A subset of active developmental enhancers become vestigial in adult tissue
An active developmental enhancer can exist in several epigenetic configurations in adult tissue: it can remain active (H3K4me1+/H3K27ac+/mCG−), become inactive (H3K4me1−/H3K27ac−/mCG+), or become vestigial (H3K4me1−/H3K27ac−/mCG−). To further explore vestigial enhancers in the context of development, we examined 57,298 enhancers marked with active chromatin in whole brains of E14.5 mouse embryos28. In adult brain tissue (cerebellum, cortex, olfactory bulb), we find that the majority of these developmentally active enhancers become inactive (losing active chromatin and gaining DNA methylation, average 50.1%) or remain active (average 41.2%), while the remaining subset (average 8.6%) loses active chromatin and retains hypomethylation (Fig. 8a–b, Supplementary Table 4).
The establishment of vestigial enhancers during development can either be a stochastic or a regulated event. That vestigial and inactive enhancers both lose active chromatin but one set remains hypomethylated suggests this is a regulated event. Supporting this possibility, different sets of developmental enhancers become vestigial in distinct regions of the adult brain, even though all of these regions are derived from the developmental timepoint tissue (Fig. 8b). In addition, vestigial enhancers from distinct brain regions are enriched for different sets of developmental motifs (Fig. 8c), with cerebellum more enriched for members of the GATA and FOX transcription factor families compared with SOX family enrichment in olfactory bulb.
If the creation of vestigial enhancers is a regulated rather than a stochastic event, then one expectation is that a consistent set of enhancers becomes vestigial in different mice. Indeed, we find that the cortex vestigial enhancers identified in our study (C57BL/6 strain, denoted B6) are also hypomethylated in the cortices of two additional mice20 (Cast/129 strains) (Fig. 8d–e). The consistency of the epigenetic status of vestigial enhancers in diverse strains of mice further underscores the regulated nature of their establishment. The methylomes of these Cast/129 cortices at vestigial enhancers are significantly more similar to B6 cortex than any other B6 tissue, including other B6 non-cortical brain tissue (pCast/129 cortex, B6 olf = 3.29E-4, p129/Cast cortex, B6 olf = 8.06E-6, pCast/129 cortex, B6 cerebellum = 3.31E-57, p129/Cast cortex, B6 cerebellum = 1.29E-62, Wilcoxon) (Fig. 8d). Together, these results support the consistency of vestigial enhancers across different mice of diverse strains, and suggest that the unique epigenetic state of vestigial enhancers is created by a regulated event.
Discussion
DNA methylation dynamics have been characterized in mammalian development and in cancer cells3,6,13,14,19,21,22,47–49. During mammalian development, the genome undergoes two waves of genome-wide erasure50 and re-establishment11. In cancer cells, global hypomethylation and local hypermethylation have been well-documented49,51,52. Despite these general observations of developmental profiles of DNA methylation, it was still unclear how DNA methylomes vary across the wide spectrum of normal tissue types. In profiling the methylomes of a diverse panel of 17 normal adult tissues, we estimate that at least 6.7% of the genome undergoes dynamic methylation in a tissue-specific manner. These tsDMRs are generally tissue-specifically hypomethylated. Most strikingly, these sequences predominantly correspond to distal regulatory elements in the genome.

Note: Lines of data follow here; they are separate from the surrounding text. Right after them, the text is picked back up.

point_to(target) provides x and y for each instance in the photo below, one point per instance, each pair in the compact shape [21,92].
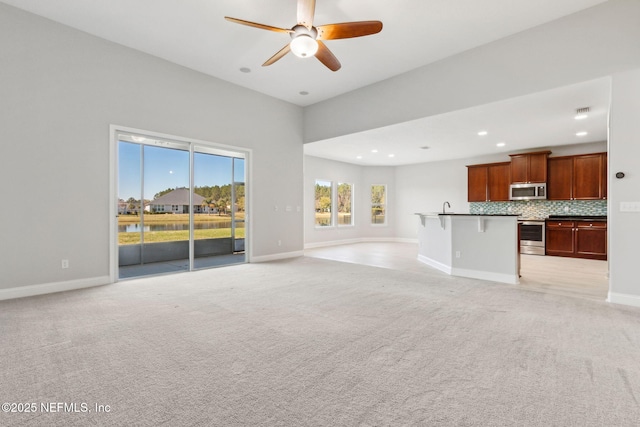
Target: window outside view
[155,204]
[345,204]
[323,199]
[378,204]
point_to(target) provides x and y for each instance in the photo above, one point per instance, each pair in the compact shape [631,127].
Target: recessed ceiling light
[582,113]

While DNA hypomethylation has previously been observed at enhancers9,10, the preponderance of tsDMRs corresponding to distal regulatory elements is surprising. These results raise further questions about the relationship between DNA methylation and enhancer activity. Our observation that vestigial enhancers lack DNA methylation in adult tissue but remain inactive indicates that DNA hypomethylation is not sufficient for enhancer activity. However, it is still unclear if DNA hypomethylation is required for enhancer activity. Recent evidence that CTCF binding of methylated DNA precedes demethylation suggests that methylation does not impede transcription factor binding10. Future study will be required to precisely define this relationship within the context of DNA hydroxymethylation and demethylation.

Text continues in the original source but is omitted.